IT Pros must constantly learn, but they don’t all learn in the same way

IT Pros must constantly learn, but they don’t all learn in the same way

The first time I saw my favorite professor present a lecture, he declared to the lecture hall “everything I’ll be teaching you this semester is written down over in the library by people far more eloquent by myself. As that is demonstrably true, ask yourself why should you give up several hours each week to hear me provide you with the same information in this format?”

As is always the case with my favorite professor, there’s actually a good answer to this question. It has a lot to do with the fact that while some people in the room would be able to learn everything he was going to teach by going across to the University library, many people in the room were going to be better off attending the lectures rather than reading the books.

I was reminded of the professor’s words when reading an interesting article on Slate recently about the trend for some people in the education/technology sector to assume that the majority of people were autodidacts.

An autodidact is someone who excels at self paced learning and teaches themselves rather than being taught by others. The books I write for Microsoft Press, the Exam Ref and Training Guide (formerly the Training Kit) series are eminently suitable for people that have the discipline to learn without much direction. As is the video based training I do for PluralSight.

I used to assume that many IT Pros, because they had jobs that required constant learning, must have strong self-learning skills. Like the article suggests, I had assumed that the majority of IT Pros must be autodidacts. This assumption seemed reasonable because it seems self evident that part of being a successful IT Pro is that you need to almost constantly be teaching yourself new products and technologies. As someone once suggested to me a long time ago, IT is a treadmill, and if you stop learning/walking, you’ll fall off.

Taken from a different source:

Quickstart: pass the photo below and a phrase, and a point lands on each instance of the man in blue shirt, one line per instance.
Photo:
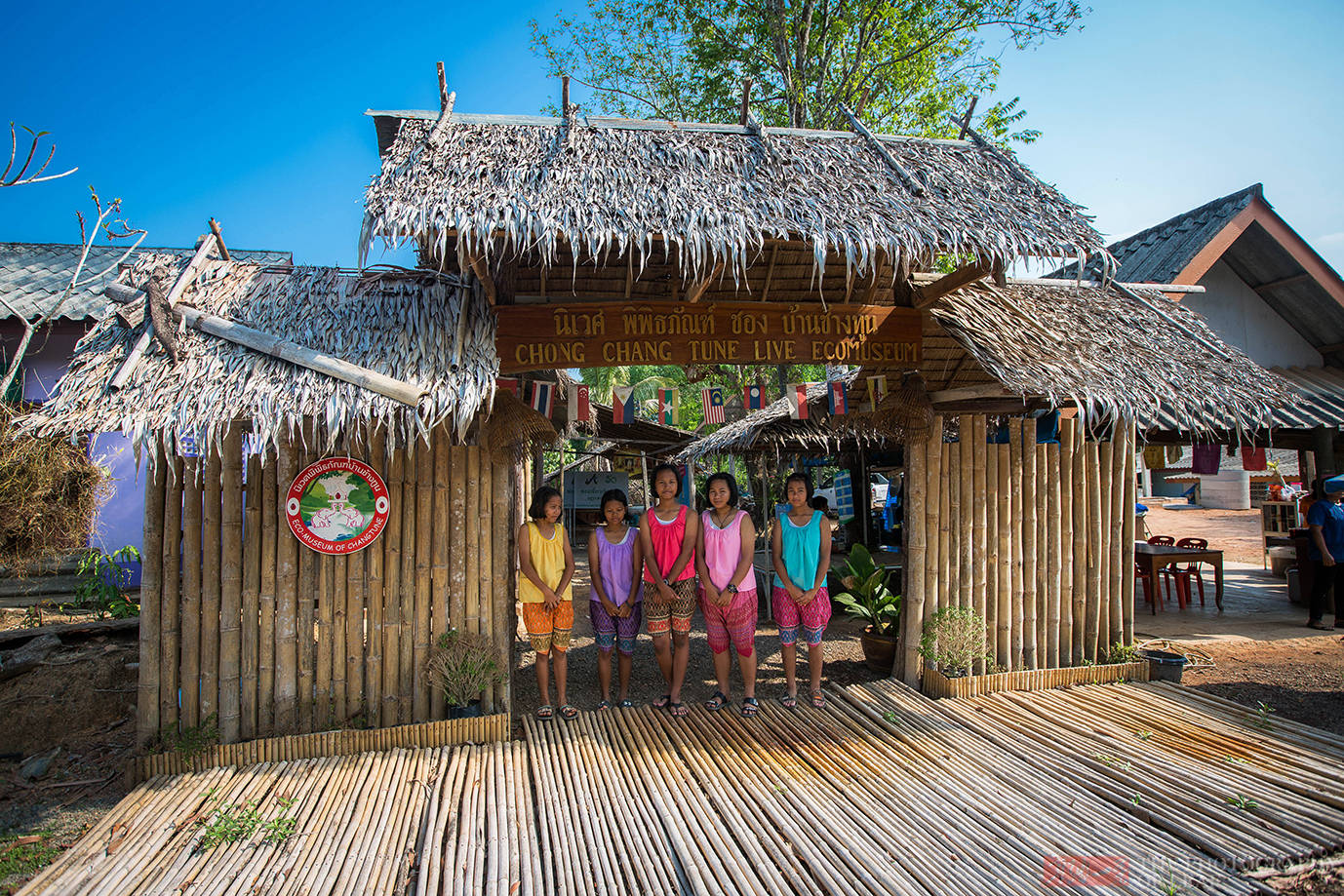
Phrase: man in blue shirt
(1326, 523)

However things that “self evident” aren’t always necessarily true.

While IT Pros do need to be able to absorb and process information, they don’t necessarily have to be self-directed learners. There’s a reason that classroom and lecture based learning has stuck around for hundreds of years even when libraries that have the same information have been accessible to the students sitting in those classrooms or lecture halls.

As an author, I used to wonder why people would pay for me to teach a class when they could simply pick up a book I’d written and learn the same thing. What I’ve learned from the students that attend instructor lead training is that many of them find directed classroom learning far more effective than self paced learning. That is, they learn more by interacting with an instructor of whom they can ask questions rather than by reading something on a website or in a book and then attempting to apply it in a lab or in a development environment.

IT Pros always need to learn, but not all IT Pros employ the same learning strategies. What works for one person may not work for the next.

I’ve often thought that this was something that Microsoft understands at an intrinsic level. In my own work for the company, I’ve created content that addresses a multitude of learning strategies. I’ve written books, written and presented instructor led training, and created videos. Information about the same broad topics presented in a variety of ways. What I’ve always found great about Microsoft is that they spend serious resources understanding how people learn things. Some other vendors don’t have this broader understanding about different learning strategies, and seem to figure that if they make some technical documentation available, IT Pros will figure out what they need to know for themselves.

So the answer to my question about why people paid me to teach a class on things they could read in one of my books is the answer to the question my favorite professor posed. For some people, having an instructor is a critical part of how they learn. As the Slate article seems to suggest, understanding that there are a variety of different learning strategies that need to be serviced, rather than just the learning strategies of the autodidacts, is critical for any organization that needs to have people learn and understand how to use their products.

My grandfather used to say that the most important thing you’ll learn at university is how you actually learn. Once you figure out which learning strategies work for you, you’ll find it easy to stay on that IT learning treadmill.